Eintrag · Mhd. Wb. (Benecke/Müller/Zarncke)
getregede stn.
a. kleidertracht, kleidung. daʒ si di gemeinen stôle entfân zu ir getregede litan. 996.
b. gepäck, ladung, bewegliches gut jeder art. substantia, suppellex sumerl. 17,10. 82. olbenten truogen daʒ ir getreide: si fuorten vil wagene Judith 135,14. unde was gesamenet dar vil getregdes ûʒ der mâʒe Lanz. 9221. daʒ si (die sirene) die kiele an sich ziuhet und si dan under diuhet mit liute und mit getreide Engelh. 2220. vier und zwênzic schif getregedes unde liute vol troj. 141. a. vgl. 172. a. mit aller leie getregede livl. chron. 7296.
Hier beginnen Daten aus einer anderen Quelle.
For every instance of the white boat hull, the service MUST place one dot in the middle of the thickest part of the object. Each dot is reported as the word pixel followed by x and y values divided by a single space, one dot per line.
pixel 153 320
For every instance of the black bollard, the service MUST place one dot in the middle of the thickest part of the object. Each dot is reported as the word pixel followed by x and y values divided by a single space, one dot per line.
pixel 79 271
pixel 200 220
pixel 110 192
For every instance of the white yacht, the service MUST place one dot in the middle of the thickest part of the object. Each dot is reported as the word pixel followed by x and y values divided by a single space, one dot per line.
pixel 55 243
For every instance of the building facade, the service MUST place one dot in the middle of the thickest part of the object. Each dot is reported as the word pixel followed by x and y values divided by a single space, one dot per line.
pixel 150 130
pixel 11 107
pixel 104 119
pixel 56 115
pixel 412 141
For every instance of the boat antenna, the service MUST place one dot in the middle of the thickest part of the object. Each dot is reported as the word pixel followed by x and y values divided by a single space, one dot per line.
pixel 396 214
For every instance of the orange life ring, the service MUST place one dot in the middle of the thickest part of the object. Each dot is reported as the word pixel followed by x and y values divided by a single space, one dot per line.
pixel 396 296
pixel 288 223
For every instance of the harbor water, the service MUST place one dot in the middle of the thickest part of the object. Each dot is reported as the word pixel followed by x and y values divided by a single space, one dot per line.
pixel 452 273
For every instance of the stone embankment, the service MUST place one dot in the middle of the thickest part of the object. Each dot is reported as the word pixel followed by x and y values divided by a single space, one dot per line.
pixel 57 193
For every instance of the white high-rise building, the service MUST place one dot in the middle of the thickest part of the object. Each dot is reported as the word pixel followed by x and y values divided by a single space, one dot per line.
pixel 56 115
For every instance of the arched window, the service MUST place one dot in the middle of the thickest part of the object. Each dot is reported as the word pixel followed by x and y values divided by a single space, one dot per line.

c. in übertragenem sinne. daʒ marterlîche getreide, daʒ man da heiʒet trûren Engelh. 2140 und anm. vil wûnneclich getreide lac an ir süeʒem leben das. 2974. barmunge nimt dir iemer werndeʒ ach und arg getreide (so zu lesen statt arge treide) MS. H. 3,381. b.
2. was der erdboden trägt. annona jêrlich getreide Diefenb. gl. 241. eʒ ist ein winder. nemt des war an der lieben heide — seht an ir getreide, daʒ ist alleʒ von dem leiden rîfen kalt Nith. 45,1. sô wart daʒ wilde lant gebeʒʒirt daʒ da nu ist waʒʒer und korn ackir und wîngarten und andir getregede und gerête Leys. pred. 78,7. alliʒ daʒ getreide daʒ in gewachsin was daʒ jâr Jerosch. 158. a. vgl. 130. d.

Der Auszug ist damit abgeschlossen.